Política

18 Mar 2015
Política | Por: Luis Trejo

Ya basta de usar a Monseñor Romero con fines políticos

El uso político de Monseñor Romero debe ser repudiado por la sociedad creyente, independientemente del sector al que pertenezca o represente.

Ya sabemos que el próximo 23 de mayo será el acto de beatificación del mártir Monseñor Romero, quien para muchos ya es un santo y lo vemos como tal. Es una alegría para muchos, pues de cumplir con el proceso sería el primer santo que salga de El Salvador para el mundo. Pese a que su figura es símbolo de fe, cristianismo, martirio y empatía con los pobres, algunos sectores, lamentablemente, continúan haciendo uso de su nombre con fines políticos.

En los últimos años, el expresidente Mauricio Funes puso “de moda” el nombre de Romero. Lastimosamente no con los fines que muchos hubiéramos querido, siguiendo su ejemplo de lucha por los más necesitados y en denuncia de las cosas que no están haciendo bien el país (que es la mayoría de acciones por parte de los funcionarios públicos y de los máximos líderes políticos). Funes quiso quedar bien con la figura de Monseñor Romero pero solo terminó aburriendo a muchos y provocando que el nombre del fallecido arzobispo estuviera en boca de gente que poco o nada aplica las enseñanzas que comunicara Romero.

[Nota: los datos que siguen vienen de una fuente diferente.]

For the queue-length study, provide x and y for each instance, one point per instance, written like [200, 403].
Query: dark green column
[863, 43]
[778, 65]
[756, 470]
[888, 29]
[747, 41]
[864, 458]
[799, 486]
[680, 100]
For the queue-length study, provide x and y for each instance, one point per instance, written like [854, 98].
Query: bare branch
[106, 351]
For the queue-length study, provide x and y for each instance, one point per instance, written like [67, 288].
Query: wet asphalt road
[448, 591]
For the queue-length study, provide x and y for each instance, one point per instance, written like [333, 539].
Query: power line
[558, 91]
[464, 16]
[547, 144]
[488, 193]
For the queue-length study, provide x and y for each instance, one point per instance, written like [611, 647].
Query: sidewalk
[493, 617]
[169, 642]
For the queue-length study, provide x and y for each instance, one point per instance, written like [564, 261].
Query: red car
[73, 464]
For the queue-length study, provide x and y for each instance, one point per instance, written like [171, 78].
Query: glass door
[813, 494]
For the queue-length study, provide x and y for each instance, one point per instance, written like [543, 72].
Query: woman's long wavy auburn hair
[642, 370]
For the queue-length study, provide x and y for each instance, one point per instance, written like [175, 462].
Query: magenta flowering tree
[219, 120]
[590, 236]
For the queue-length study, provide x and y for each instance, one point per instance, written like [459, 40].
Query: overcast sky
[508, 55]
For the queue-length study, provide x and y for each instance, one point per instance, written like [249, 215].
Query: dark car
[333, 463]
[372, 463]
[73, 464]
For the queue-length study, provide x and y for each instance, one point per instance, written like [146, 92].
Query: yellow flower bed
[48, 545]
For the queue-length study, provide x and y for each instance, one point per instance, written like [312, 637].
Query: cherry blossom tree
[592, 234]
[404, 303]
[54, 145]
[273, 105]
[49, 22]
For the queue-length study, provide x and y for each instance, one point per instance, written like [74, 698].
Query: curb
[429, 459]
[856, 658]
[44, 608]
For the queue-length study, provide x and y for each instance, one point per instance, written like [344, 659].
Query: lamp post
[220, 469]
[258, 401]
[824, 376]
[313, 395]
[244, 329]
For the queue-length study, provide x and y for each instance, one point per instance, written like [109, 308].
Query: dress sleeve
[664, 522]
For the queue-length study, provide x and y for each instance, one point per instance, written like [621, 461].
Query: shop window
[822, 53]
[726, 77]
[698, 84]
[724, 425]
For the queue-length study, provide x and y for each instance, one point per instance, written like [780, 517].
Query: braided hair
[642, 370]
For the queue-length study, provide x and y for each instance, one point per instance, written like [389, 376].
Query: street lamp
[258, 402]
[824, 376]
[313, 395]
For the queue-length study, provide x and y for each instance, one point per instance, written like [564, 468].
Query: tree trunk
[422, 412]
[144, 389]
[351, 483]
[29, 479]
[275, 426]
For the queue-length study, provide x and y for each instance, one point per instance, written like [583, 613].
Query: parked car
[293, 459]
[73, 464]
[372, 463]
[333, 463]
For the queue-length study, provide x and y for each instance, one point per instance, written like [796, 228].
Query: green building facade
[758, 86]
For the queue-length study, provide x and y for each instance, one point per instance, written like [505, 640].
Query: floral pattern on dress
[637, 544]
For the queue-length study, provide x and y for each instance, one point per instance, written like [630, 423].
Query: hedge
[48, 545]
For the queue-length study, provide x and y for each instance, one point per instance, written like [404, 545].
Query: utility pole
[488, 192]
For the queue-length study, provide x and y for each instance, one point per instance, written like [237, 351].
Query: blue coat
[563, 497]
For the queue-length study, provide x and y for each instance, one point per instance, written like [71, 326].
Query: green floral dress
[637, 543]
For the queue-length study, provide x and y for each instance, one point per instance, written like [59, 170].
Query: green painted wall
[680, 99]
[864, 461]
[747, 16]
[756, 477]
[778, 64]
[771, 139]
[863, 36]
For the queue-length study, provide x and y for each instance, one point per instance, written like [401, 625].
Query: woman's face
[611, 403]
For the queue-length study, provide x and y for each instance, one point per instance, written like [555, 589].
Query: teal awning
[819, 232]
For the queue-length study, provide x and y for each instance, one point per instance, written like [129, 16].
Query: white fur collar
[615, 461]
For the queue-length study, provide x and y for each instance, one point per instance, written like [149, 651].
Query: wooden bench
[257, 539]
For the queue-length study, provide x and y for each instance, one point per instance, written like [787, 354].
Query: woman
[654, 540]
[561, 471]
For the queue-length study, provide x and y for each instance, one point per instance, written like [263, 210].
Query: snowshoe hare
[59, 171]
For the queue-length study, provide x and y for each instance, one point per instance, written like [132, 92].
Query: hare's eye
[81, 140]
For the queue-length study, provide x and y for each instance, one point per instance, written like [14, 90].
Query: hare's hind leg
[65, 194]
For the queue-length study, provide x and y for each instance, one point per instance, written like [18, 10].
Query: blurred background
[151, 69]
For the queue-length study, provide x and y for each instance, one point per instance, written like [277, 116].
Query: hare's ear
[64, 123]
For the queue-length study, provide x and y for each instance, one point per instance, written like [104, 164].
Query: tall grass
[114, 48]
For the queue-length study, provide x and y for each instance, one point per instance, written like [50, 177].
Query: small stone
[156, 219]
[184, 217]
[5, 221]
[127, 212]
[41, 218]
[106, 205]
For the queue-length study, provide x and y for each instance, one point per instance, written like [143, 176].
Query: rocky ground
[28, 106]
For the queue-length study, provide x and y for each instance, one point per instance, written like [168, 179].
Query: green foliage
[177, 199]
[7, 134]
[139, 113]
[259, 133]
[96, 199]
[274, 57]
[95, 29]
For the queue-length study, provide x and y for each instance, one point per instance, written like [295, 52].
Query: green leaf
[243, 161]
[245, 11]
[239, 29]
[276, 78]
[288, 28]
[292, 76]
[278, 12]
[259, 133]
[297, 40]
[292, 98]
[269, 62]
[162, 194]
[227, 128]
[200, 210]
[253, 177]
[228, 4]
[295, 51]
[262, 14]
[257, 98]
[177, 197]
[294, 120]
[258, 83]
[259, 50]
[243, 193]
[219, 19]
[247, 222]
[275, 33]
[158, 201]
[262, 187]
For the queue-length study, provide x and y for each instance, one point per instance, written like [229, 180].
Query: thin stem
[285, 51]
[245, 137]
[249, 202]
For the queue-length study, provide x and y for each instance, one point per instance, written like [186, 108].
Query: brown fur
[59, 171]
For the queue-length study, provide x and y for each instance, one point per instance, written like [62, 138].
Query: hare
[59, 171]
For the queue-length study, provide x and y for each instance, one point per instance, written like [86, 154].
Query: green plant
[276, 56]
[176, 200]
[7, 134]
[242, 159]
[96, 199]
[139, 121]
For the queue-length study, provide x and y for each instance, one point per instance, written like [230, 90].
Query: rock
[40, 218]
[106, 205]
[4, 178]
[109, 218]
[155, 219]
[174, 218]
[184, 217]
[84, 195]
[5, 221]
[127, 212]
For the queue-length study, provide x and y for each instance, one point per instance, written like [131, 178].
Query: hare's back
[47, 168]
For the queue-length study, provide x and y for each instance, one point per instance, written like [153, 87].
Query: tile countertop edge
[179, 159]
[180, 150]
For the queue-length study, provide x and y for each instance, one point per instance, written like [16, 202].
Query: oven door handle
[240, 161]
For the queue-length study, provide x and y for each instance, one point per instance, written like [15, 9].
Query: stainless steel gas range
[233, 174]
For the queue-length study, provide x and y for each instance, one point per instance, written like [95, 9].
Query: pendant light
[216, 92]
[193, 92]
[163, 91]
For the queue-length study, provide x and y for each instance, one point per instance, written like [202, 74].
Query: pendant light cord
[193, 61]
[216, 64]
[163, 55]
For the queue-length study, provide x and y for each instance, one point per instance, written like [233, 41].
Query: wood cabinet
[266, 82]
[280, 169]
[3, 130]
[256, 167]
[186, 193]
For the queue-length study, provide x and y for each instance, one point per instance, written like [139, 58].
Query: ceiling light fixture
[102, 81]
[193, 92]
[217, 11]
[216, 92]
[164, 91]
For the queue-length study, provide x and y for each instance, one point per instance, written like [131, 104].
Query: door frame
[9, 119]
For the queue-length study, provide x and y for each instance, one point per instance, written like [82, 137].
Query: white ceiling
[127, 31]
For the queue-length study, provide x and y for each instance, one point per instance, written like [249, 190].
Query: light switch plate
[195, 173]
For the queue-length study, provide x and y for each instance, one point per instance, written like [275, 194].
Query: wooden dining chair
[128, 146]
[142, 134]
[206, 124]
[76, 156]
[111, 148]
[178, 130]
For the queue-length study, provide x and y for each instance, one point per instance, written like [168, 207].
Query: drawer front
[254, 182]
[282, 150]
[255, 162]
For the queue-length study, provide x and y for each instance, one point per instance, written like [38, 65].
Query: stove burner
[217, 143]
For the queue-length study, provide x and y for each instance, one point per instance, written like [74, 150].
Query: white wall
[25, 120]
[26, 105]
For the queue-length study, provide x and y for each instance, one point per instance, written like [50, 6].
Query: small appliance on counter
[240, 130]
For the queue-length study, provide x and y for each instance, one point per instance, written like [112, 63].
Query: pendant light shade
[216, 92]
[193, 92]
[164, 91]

Pero con la salida de Funes del Ejecutivo la cosa no cambió. Por el contario, la utilización de Romero como pieza fundamental en el discurso de la mayoría de dirigentes del FMLN aún sigue con mucho auge. Ningún político ni aspirante a serlo tiene el derecho de valerse de una figura que pronto será declarada beata (y ojalá en el corto plazo santo) para ganar adeptos y simpatía de la gente. Ya basta de querer saludar con sombrero ajeno. Mejor hagan su propia lucha, denuncien sus propias inconformidades y trabajen por hacer un cambio verdadero en la sociedad salvadoreña que tanto lo necesita.

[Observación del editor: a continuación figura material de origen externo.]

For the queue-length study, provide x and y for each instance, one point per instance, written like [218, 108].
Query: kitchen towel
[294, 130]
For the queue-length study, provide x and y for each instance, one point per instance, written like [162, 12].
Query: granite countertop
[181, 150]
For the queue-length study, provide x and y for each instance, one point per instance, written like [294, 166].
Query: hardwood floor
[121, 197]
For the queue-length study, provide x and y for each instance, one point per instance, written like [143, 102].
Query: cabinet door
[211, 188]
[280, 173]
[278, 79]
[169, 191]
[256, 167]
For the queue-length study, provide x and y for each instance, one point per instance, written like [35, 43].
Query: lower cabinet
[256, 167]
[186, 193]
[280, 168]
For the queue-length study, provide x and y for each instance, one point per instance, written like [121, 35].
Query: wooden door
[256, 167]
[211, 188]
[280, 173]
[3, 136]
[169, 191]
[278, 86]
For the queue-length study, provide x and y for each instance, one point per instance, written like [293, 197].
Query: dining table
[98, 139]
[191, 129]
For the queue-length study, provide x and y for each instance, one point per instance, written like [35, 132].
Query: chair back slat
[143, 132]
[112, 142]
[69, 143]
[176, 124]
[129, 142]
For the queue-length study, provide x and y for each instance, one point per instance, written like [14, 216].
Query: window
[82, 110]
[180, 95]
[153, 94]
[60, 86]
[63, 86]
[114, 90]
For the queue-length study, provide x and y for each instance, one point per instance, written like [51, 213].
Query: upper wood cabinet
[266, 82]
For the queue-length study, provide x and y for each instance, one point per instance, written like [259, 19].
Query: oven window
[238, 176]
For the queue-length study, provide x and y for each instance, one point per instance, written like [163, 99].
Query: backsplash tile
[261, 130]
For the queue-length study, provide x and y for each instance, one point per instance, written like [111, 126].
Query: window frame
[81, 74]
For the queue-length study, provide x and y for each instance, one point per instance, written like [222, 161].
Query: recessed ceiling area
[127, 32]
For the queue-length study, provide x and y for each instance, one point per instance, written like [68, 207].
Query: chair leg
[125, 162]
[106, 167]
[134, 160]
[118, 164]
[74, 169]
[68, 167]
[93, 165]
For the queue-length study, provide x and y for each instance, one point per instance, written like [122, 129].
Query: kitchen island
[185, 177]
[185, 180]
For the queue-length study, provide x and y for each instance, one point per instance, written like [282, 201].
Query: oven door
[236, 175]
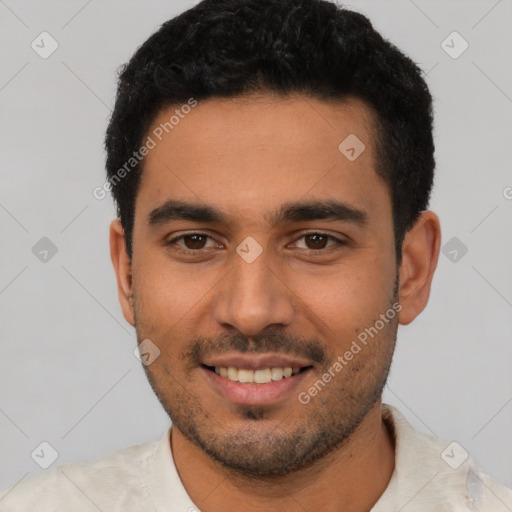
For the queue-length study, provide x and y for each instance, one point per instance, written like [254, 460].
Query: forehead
[251, 154]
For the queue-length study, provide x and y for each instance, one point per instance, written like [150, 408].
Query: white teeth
[245, 376]
[277, 373]
[263, 376]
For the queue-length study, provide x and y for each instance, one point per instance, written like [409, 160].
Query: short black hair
[229, 48]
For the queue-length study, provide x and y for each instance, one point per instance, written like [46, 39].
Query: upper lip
[255, 361]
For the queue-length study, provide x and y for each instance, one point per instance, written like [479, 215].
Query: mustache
[269, 342]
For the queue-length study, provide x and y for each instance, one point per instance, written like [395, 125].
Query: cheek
[347, 299]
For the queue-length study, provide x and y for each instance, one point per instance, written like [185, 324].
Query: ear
[122, 267]
[420, 252]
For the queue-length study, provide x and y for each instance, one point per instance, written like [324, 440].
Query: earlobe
[420, 253]
[123, 270]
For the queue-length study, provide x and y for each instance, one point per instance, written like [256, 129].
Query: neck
[351, 478]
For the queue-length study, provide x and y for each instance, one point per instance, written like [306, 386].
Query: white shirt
[143, 478]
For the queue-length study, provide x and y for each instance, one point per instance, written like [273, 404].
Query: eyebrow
[334, 210]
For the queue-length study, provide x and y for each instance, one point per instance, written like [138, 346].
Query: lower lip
[255, 394]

El uso político de Monseñor Romero debe ser repudiado por la sociedad creyente, independientemente del sector al que pertenezca o represente. Muchos esperamos que muy pronto nuestro fallecido pastor esté en los altares de todo el mundo, pero no queremos que políticos partidarios se quieran pasar de inteligentes y arribistas, escudándose en el rostro de Romero para lograr sus objetivos personales, egoístas y en contra de la doctrina que predicaba y practicaba nuestro beato.

Para quienes nos confesamos creyentes de Romero, es tiempo de exigirles a los aprovechados que borren de su boca ese nombre. Ya no queremos más promesas falsa, menos que vayan mezcladas con ejemplos de vida como los de Monseñor.  ¡Ya basta de usar su nombre con fines políticos! El discurso político salvadoreño no está apegado a las denuncias que exponía ese religioso, así que no debemos por qué inmiscuirlo.